An “Occupy Taipei” protest at one of the city’s landmark buildings ended peacefully Saturday, with organizers announcing that a similar event will take place next month in front of the Presidential Office — the country’s political nerve center.
Although only about 500 people took part in Saturday’s protest at the Taipei 101 tower, the organizers said the turnout was not the only yardstick by which to gauge the success of the event.
“What matters is we have made it,” said Chu Wei-li, chief executive of the National Federation of Independent Trade Unions. “It’s encouraging that we managed to gather hundreds of people to lay siege around Taipei 101.”
Chu said he hopes the anti-capitalism movement will continue and that major local labor right advocacy groups will launch a similar protest called “Occupy Ketagalan Boulevard” in front of the Presidential Office in downtown Taipei on Nov. 12.

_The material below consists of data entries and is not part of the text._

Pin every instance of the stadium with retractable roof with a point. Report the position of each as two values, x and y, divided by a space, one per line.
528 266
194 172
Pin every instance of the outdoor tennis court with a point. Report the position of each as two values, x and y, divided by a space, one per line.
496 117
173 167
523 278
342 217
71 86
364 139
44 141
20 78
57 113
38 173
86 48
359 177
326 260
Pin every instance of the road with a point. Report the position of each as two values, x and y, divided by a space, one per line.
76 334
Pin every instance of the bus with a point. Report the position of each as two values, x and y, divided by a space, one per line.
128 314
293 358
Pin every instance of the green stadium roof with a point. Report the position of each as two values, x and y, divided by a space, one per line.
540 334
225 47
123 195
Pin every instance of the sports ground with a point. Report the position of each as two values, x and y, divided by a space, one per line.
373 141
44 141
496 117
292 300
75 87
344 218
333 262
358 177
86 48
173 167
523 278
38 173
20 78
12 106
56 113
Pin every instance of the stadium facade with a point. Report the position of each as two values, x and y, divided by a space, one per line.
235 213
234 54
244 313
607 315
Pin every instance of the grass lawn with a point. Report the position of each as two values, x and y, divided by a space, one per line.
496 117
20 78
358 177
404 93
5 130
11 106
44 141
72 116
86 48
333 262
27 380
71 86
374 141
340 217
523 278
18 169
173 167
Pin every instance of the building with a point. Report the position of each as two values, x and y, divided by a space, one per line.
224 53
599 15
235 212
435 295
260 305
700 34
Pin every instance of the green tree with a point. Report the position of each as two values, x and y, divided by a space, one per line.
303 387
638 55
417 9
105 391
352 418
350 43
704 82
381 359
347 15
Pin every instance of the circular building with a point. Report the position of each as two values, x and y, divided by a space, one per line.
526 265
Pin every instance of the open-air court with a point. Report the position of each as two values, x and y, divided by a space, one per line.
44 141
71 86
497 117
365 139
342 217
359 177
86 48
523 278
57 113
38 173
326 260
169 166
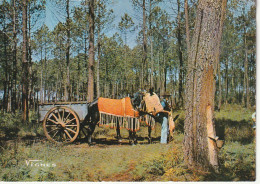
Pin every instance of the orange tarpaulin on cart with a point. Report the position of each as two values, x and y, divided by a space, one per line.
118 107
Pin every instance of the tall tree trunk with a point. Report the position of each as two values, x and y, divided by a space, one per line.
200 150
151 44
98 60
186 7
67 88
226 81
30 56
180 55
219 87
25 67
145 72
14 106
90 97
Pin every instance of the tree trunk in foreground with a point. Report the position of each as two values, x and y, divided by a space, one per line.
25 66
90 97
200 150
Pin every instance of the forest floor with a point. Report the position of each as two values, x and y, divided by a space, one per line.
30 157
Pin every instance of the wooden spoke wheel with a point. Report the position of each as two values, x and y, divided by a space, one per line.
61 125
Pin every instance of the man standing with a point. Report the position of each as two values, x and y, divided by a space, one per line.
163 116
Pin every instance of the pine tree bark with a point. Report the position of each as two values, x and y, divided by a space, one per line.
179 38
14 106
90 97
25 66
200 150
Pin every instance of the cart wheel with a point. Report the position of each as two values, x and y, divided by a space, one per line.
61 125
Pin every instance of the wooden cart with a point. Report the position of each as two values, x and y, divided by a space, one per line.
62 121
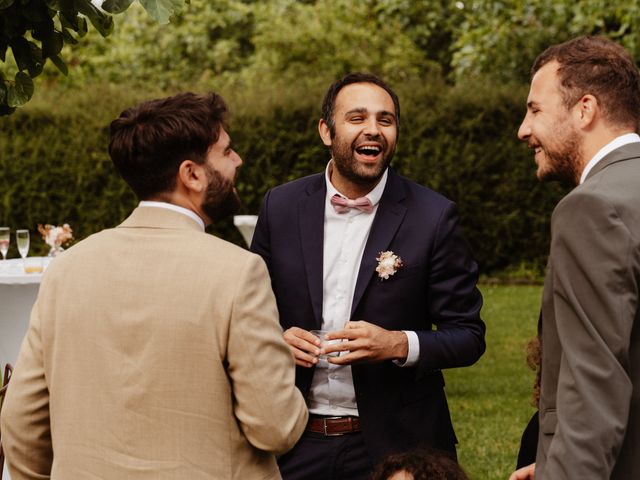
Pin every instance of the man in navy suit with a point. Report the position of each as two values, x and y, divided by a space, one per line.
379 262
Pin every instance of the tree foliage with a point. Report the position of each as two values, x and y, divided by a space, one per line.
36 31
501 39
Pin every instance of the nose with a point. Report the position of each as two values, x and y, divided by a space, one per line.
371 126
237 160
524 132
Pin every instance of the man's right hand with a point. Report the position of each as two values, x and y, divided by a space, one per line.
525 473
304 346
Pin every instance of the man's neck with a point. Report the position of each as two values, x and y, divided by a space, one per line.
347 187
183 201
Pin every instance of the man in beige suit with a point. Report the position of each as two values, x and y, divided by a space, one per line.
582 117
154 349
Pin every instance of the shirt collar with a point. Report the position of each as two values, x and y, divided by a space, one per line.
608 148
374 195
175 208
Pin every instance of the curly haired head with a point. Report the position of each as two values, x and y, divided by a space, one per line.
421 464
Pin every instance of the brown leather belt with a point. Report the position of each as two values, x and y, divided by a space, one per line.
333 426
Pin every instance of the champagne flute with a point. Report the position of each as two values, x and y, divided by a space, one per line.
4 241
22 238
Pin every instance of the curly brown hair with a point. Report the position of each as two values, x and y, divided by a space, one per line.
421 464
597 66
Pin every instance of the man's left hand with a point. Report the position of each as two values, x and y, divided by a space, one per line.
366 342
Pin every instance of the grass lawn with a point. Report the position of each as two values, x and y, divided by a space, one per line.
490 402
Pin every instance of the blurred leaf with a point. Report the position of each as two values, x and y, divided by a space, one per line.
162 10
20 93
60 64
116 6
100 20
3 49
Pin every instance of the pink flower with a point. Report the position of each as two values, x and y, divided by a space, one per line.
388 264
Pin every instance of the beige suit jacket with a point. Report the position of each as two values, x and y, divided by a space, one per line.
153 352
590 396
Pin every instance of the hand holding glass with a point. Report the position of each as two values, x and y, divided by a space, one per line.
4 241
321 334
22 238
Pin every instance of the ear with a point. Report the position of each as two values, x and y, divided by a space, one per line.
325 133
192 176
588 110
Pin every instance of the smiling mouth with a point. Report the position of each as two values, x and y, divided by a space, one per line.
369 151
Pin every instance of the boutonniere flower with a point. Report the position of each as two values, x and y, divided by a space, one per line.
388 264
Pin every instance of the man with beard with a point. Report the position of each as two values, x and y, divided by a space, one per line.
154 350
379 262
582 117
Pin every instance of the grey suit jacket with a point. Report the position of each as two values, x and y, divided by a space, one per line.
590 397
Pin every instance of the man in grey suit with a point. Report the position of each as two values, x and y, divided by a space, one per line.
582 117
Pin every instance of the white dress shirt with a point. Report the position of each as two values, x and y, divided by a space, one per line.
608 148
170 206
345 236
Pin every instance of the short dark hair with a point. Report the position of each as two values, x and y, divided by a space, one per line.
329 102
600 67
151 140
422 464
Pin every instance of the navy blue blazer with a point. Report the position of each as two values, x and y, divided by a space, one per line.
433 294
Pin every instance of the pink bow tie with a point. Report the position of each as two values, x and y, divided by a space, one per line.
343 205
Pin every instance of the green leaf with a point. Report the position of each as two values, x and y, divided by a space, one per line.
3 50
162 10
52 44
3 90
68 37
21 92
59 62
116 6
100 20
28 56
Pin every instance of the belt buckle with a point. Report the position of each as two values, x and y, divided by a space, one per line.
324 424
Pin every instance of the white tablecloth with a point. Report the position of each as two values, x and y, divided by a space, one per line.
18 292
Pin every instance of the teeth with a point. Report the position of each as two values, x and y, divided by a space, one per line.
369 148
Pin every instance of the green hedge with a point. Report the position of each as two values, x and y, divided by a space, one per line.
460 141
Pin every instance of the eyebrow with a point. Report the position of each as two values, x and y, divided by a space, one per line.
364 110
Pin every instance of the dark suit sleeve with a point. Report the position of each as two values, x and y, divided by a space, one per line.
261 243
454 301
595 299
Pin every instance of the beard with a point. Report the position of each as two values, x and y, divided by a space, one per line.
562 157
221 199
346 163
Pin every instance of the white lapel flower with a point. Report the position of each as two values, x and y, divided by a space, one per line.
388 264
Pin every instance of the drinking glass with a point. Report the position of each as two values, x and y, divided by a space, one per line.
22 238
4 241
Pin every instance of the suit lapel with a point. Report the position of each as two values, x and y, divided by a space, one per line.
389 216
311 222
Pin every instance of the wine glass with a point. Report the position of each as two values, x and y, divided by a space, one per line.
22 238
4 241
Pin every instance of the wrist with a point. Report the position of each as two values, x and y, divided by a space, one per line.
400 348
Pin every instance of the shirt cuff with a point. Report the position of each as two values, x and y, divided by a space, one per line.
413 354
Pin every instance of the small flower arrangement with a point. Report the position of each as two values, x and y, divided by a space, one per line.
388 264
55 237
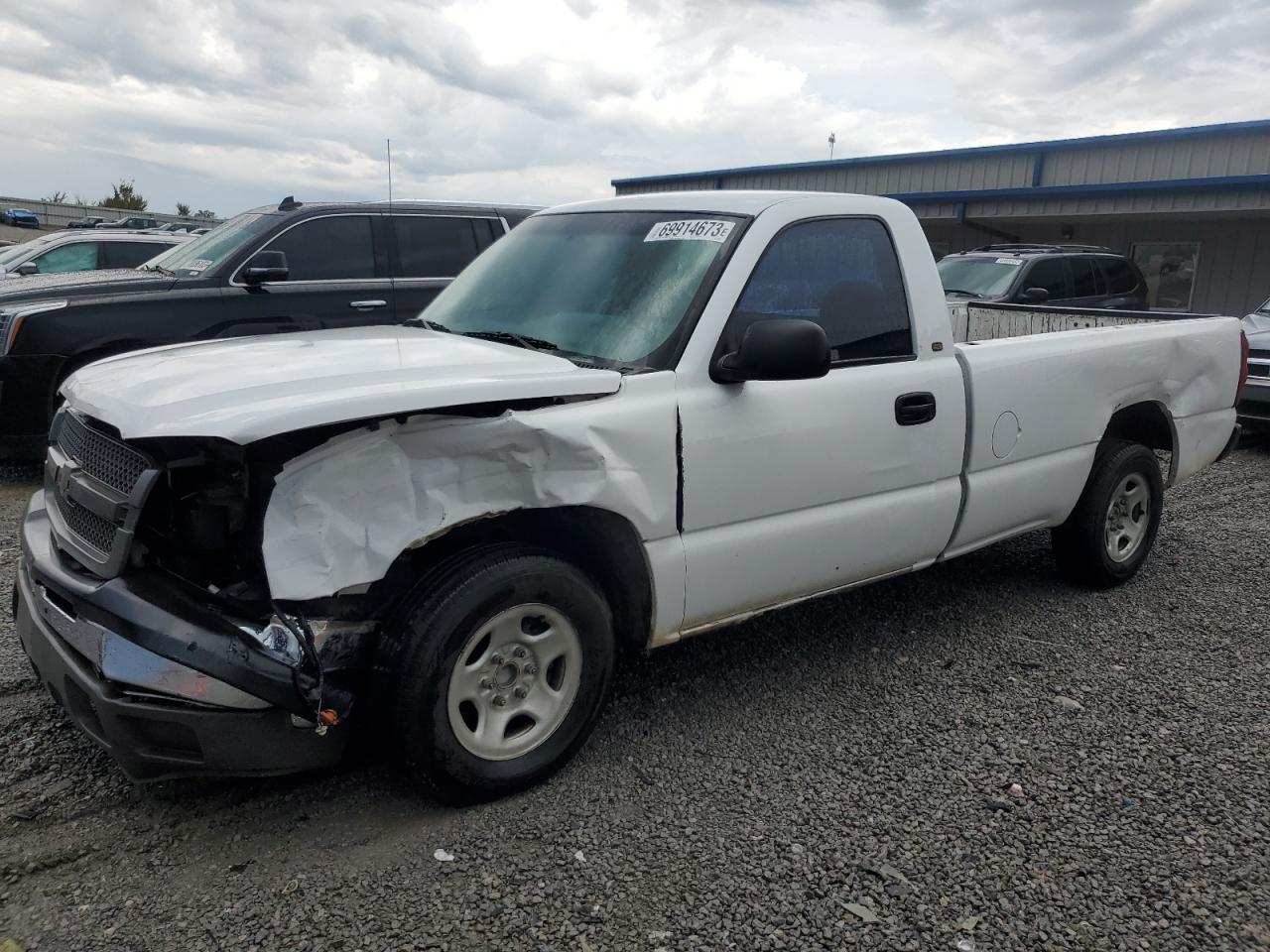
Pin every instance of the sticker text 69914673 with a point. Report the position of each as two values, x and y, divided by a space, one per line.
691 230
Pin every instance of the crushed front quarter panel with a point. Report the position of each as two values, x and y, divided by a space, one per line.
343 512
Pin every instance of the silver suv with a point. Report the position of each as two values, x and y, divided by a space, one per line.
84 252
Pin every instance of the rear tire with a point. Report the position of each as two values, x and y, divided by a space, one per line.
495 674
1109 535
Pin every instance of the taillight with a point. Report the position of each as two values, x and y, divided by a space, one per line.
1243 365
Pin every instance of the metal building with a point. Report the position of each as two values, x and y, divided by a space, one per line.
1192 206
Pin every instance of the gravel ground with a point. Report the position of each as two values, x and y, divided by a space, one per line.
829 775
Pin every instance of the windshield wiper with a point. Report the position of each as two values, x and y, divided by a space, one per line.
506 336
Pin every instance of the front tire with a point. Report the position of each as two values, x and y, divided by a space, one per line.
1109 535
495 674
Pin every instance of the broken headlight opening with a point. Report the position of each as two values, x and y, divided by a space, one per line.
310 648
277 639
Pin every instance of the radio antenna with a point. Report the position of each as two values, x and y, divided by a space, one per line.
390 173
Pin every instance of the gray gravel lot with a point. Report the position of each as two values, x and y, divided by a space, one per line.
769 787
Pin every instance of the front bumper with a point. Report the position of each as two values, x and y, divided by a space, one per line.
157 716
1254 407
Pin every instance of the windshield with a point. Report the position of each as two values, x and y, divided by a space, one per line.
978 277
615 286
207 252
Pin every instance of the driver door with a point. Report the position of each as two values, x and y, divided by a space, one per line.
797 488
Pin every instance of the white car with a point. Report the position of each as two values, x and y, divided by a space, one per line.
626 422
84 252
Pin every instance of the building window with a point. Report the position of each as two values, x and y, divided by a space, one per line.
1169 268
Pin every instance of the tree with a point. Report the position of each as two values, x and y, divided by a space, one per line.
126 197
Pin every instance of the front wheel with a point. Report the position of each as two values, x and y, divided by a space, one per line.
498 671
1109 535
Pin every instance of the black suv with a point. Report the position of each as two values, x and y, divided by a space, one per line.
293 267
1072 276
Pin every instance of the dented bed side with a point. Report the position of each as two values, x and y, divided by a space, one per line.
1039 405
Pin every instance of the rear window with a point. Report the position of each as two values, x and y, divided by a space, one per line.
978 277
1048 273
130 254
436 246
1086 278
1121 278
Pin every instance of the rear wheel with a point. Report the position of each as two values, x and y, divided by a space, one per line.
1109 535
497 673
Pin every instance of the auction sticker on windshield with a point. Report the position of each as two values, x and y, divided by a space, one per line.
691 230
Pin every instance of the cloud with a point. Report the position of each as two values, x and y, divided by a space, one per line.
232 103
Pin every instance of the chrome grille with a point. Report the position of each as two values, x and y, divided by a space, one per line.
90 527
102 457
95 486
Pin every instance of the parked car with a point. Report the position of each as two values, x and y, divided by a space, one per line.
1255 397
294 267
629 421
130 223
1071 276
21 217
66 252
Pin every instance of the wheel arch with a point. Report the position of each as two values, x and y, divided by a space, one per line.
598 542
1150 422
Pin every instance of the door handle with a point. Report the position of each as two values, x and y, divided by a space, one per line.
912 409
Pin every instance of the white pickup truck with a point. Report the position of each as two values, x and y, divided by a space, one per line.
629 421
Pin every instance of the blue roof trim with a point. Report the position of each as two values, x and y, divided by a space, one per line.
1223 128
1092 190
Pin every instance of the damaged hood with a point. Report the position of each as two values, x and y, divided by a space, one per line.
249 389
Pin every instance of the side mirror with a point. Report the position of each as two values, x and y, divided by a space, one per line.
779 348
266 266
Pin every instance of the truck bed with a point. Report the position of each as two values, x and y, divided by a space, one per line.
1042 389
992 321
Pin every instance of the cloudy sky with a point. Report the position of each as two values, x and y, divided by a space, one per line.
231 103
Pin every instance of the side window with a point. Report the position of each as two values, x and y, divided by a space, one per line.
329 249
1086 278
432 246
80 257
130 254
841 273
488 231
1121 280
1047 273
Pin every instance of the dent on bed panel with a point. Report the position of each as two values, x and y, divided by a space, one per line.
1033 397
1030 494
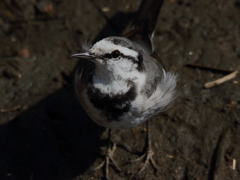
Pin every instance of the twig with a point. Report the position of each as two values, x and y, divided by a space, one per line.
8 110
209 68
221 80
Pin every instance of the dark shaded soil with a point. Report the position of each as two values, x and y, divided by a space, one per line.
44 132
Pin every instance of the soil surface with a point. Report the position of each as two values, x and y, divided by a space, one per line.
46 135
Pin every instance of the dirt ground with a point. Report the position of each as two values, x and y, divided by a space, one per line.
46 135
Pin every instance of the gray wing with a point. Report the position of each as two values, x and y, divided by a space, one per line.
154 75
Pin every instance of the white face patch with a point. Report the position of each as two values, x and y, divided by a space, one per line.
105 46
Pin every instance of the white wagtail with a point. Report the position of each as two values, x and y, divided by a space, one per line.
121 82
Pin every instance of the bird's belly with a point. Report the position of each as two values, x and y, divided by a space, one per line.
112 114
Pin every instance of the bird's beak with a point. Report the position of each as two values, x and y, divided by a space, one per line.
84 55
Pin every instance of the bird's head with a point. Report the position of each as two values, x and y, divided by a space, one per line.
115 55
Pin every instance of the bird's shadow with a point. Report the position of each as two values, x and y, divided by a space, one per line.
54 139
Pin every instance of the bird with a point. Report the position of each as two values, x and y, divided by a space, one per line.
121 81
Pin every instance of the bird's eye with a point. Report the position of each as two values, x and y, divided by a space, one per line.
115 54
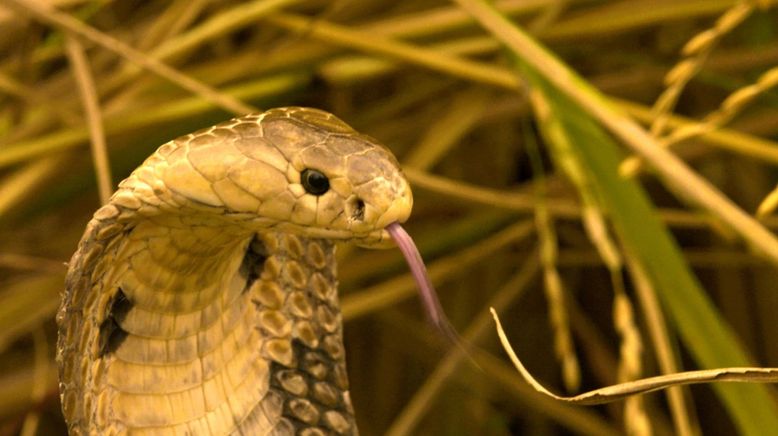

Saturday’s protest started at 1 p.m. with protesters encircling Taipei 101, one of the world’s tallest buildings which they described as a symbol of business elites who are exploiting the majority of people.
The demonstrators, composed of local protesters and foreign expatriates, held placards and chanted slogans, echoing the “Occupy Wall Street” demonstration that has been taking place in the United States in recent weeks against social and economic inequality and corporate greed.
Some protesters managed to enter the Taipei 101 shopping mall to stage a sit-in. The crowd gradually left the scene at around 3 p.m. The few activists who remained at the site said they planned to stay outside the building overnight to highlight their appeal for social justice and economic equality.